Okay I will admit it. I am a big fat chicken. Nah, we'll leave out the "fat" part. One cannot claim fatness when one must remember to pull up one's trousers when walking. The chicken (mmm, chicken) part, however, stays.
I have never done NaNoWriMo. Not once. Not ever. Does that make it NoNoWriMo for me? Possibly. I'm thinking of doing it this year, but I'm conflicted. Also chicken. 50k in one month? That would be a word count of dreams, let me tell you. One of my goals for the upcoming year is to increase my body of sellable work (aka write more, aka put out two books a year) and I am just slightly over one hundred pages from the end of the current ms. So what's stopping me?
Fear. Abject, mind-numbing fear. I am a world class ditherer, and have seen writing friends put out two or three books in the time it takes me to write one. I have seen entire careers come and go, and in some cases come back, before I made novel sale one. I know comparing oneself to others is alway a bad, bad thing to do, and yet it's still one of my worst writing habits. Procrastination being another. If I don't finish, I can't fail, and that's a safe place to be.
Thing is I don't like safe, at least not that way. Looking at the files I need to transfer from Frankenstein to Petunia, I have a lot, no make that a LOT of books to write, with new ideas crowding in nearly every day. So the only logical thing is to let off some pressure and get some of them out of my noggin. Which is why the procrastination doesn't make sense.

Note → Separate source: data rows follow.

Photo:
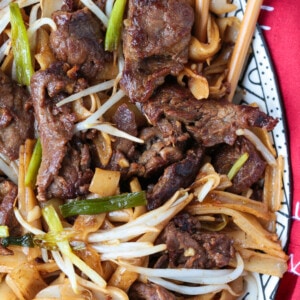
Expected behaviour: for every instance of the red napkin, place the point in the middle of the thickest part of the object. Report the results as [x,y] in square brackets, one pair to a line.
[280,23]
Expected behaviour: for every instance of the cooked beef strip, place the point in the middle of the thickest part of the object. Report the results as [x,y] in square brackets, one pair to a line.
[16,117]
[55,124]
[8,194]
[225,156]
[188,247]
[178,175]
[156,38]
[149,291]
[210,122]
[78,41]
[75,174]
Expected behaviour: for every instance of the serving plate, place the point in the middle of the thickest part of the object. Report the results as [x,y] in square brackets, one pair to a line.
[258,84]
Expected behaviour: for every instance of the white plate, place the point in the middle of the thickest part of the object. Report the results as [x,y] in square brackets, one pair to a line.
[259,84]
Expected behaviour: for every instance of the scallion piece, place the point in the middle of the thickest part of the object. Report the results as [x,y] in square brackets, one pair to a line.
[105,204]
[20,45]
[25,240]
[113,32]
[4,231]
[34,165]
[237,165]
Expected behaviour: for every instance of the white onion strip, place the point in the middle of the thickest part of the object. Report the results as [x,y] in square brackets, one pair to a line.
[190,290]
[96,10]
[39,23]
[107,128]
[91,90]
[120,233]
[117,247]
[8,171]
[197,276]
[133,253]
[25,224]
[268,156]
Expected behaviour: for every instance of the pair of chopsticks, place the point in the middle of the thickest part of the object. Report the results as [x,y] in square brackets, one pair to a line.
[243,40]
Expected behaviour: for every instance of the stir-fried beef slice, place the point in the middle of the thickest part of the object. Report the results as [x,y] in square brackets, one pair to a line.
[8,194]
[149,291]
[225,156]
[55,124]
[75,174]
[157,152]
[210,122]
[16,117]
[125,120]
[178,175]
[78,41]
[188,247]
[156,38]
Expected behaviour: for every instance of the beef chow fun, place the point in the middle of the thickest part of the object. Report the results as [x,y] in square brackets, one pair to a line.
[126,170]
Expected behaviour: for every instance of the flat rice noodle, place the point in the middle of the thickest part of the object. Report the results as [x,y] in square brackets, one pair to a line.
[262,263]
[273,191]
[266,241]
[240,203]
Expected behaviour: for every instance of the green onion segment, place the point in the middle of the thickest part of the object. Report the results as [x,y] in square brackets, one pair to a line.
[20,45]
[114,27]
[105,204]
[25,240]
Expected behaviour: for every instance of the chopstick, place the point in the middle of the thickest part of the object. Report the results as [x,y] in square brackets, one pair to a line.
[242,44]
[201,18]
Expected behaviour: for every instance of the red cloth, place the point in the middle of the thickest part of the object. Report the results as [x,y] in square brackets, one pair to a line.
[280,23]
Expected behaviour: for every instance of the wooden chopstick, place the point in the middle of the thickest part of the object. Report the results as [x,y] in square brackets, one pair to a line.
[242,44]
[201,18]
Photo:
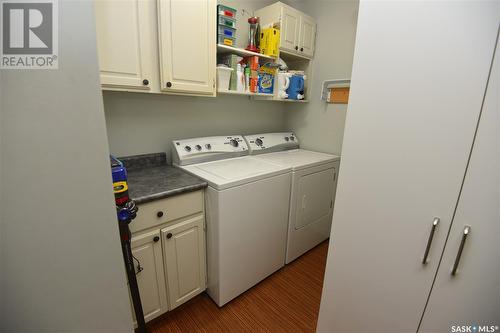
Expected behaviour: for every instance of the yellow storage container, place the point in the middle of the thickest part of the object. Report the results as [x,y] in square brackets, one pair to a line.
[270,41]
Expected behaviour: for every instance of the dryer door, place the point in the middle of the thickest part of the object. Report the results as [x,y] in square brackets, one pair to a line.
[314,196]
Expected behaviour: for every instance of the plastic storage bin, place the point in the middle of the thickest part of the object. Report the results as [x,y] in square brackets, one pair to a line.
[223,78]
[226,11]
[227,22]
[227,32]
[221,39]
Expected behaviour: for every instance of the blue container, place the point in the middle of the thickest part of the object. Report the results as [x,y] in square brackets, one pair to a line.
[296,87]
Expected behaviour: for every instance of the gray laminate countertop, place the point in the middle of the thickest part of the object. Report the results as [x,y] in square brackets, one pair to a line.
[153,179]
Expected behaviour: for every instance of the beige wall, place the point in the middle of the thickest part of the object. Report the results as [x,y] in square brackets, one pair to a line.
[144,123]
[61,263]
[320,126]
[140,123]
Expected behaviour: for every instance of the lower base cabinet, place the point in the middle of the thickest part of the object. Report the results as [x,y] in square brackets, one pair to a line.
[169,254]
[148,263]
[184,256]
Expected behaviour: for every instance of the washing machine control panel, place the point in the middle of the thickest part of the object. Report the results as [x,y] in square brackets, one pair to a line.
[271,142]
[205,149]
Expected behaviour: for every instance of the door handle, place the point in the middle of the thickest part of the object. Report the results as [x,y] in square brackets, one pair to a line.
[435,223]
[460,249]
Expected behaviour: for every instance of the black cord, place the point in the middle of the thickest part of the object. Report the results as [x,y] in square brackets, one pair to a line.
[139,267]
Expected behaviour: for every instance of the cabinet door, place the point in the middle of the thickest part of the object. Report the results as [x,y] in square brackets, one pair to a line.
[150,276]
[290,21]
[404,157]
[124,43]
[472,296]
[307,36]
[187,46]
[184,252]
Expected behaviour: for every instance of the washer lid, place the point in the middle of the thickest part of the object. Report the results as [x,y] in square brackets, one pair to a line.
[299,158]
[235,171]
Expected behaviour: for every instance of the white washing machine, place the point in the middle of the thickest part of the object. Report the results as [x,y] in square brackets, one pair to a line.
[314,182]
[246,203]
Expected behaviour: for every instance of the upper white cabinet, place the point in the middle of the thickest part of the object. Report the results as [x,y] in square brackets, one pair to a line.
[150,274]
[187,45]
[157,46]
[290,22]
[298,30]
[126,43]
[307,36]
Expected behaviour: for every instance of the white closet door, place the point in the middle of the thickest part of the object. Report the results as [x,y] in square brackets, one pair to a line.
[472,296]
[307,36]
[419,75]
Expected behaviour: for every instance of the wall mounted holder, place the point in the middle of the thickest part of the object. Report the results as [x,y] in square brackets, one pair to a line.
[336,91]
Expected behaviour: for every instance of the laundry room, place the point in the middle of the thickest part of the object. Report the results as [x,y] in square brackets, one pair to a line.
[249,166]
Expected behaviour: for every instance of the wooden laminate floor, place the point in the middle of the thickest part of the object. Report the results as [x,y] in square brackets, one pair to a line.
[287,301]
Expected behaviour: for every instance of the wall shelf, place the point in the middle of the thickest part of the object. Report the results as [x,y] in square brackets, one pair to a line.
[221,49]
[232,92]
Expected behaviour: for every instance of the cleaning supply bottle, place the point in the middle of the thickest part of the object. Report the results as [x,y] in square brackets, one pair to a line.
[247,79]
[240,79]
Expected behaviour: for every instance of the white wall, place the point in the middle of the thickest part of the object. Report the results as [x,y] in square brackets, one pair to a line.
[320,126]
[60,259]
[144,123]
[141,123]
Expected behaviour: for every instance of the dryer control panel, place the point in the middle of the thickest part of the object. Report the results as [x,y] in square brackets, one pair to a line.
[206,149]
[271,142]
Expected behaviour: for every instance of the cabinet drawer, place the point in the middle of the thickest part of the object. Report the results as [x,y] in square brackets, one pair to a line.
[165,210]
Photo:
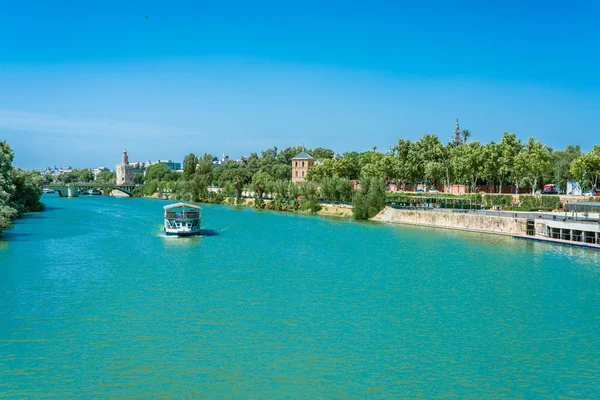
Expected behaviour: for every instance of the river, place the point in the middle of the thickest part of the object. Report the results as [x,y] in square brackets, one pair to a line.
[96,302]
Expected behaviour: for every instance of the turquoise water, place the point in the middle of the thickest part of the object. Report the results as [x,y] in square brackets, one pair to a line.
[96,302]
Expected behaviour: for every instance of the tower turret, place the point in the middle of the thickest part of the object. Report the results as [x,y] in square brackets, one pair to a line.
[456,139]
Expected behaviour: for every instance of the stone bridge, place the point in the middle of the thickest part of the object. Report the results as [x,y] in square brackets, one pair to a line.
[74,189]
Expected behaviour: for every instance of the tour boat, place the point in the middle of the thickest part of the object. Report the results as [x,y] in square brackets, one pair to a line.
[92,192]
[182,219]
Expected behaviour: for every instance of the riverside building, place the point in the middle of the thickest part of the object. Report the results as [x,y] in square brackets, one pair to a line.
[124,171]
[301,163]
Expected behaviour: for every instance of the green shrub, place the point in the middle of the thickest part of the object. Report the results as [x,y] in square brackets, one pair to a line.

Also why NaNoWriMo makes sense (and thanks, E, for the encouragement) -- I'm seriously thinking of doing it this year. But do I shoot for the end of this current ms or start one of the new ones? Talk about conflict. I'm blabbery today, there is plenty of Diet Coke, and I am snuggled under my brand new snowflake blankey (thanks to E again) which may be rivalling the duck blankey as best blanket on earth. So things are bound to fall into place.